At RiskLens, we closely track the environment for incident response costs, fines, judgments, credit-monitoring costs and the other fallout of data breaches. The ongoing financial disclosures by Equifax, victim of the massive breach that started in May, 2017, is the biggest window we’ve seen into the magnitude of probable impact that any organization could suffer from this kind of cyber attack.
The company just issued its quarterly financials for Q1 2019 and here are some sobering numbers that make a cautionary tale for CISOs about the necessity to assess your organization's probable loss exposure with the recognized standard for cyber risk quantification, the FAIR model. If any C-suite or board were shown the probability of these kinds of losses in financial terms in a quantitative risk analysis, it would be instant justification for the appropriate level of investment in security, no debate.
$1.35 Billion Total Costs Since the 2017 Breach Legal costs, forensics, remediation and technology upgrades added up to this amount in the past two years, and the spending is hardly over. For some points of comparison, Equifax’s revenue in 2018 totaled $3.4 billion, its net income was $300 million and its spending on security and technology upgrades in 2018 came to $307 million.
$786 Million in Q1 Related to the 2017 Breach, Including…

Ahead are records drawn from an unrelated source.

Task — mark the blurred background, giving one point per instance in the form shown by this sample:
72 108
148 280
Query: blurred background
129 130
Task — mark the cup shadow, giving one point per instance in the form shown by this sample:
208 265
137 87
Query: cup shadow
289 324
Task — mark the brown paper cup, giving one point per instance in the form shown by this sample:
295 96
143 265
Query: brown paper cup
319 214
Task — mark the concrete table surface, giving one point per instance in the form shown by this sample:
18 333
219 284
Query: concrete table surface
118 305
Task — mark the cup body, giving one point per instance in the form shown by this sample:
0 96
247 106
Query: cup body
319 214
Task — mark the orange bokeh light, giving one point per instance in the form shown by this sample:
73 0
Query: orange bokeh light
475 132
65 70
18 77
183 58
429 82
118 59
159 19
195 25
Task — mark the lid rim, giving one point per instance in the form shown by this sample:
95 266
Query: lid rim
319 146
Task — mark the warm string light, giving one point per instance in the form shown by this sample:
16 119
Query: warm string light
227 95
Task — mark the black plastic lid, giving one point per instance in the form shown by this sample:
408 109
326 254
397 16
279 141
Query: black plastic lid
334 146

$690 Million Set Aside in Q1 for Legal Matters
Equifax booked this accrual to cover “adverse judgments, settlements, penalties or other resolution of the proceedings and investigations”, and its Q1 report stated that even this amount might not be sufficient when all the court and governmental action concludes. Reportedly, some 2,500 lawsuits have been filed against the company by individuals and government agencies. The company recently reached confidential settlement terms in the consumer federal class action cases and is waiting on court approval. Besides the settlement payments, Equifax paid $12.5 million to attorneys and investigators in the first quarter for ongoing work on the 2017 breach.
$82.8 Million Investment in Q1 for Technology and Data Security
This covers costs to “transform our technology infrastructure and improve application, network, data security, and the costs of development and launch of Lock and Alert,” the company’s offering to consumers to quickly shut off access to credit reports to prevent identity thieves from opening fake credit accounts.
$1.5 Million in Free Credit Monitoring Services in Q1
Equifax continues to pay for credit monitoring for consumers as a result of the breach, under its TrustedID program.
$3.2 Billion Loss in Market Capitalization Since 2017
Equifax’s stock value peaked just before the announcement of the breach in July, 2017, at $17.6 billion and recently closed at $14.4 billion. While there’s no one-to-one relation between the stock movement and breach fallout, clearly there’s an effect; in addition to the hit to net income in 2018, the company suspended a stock buyback and froze dividend payment.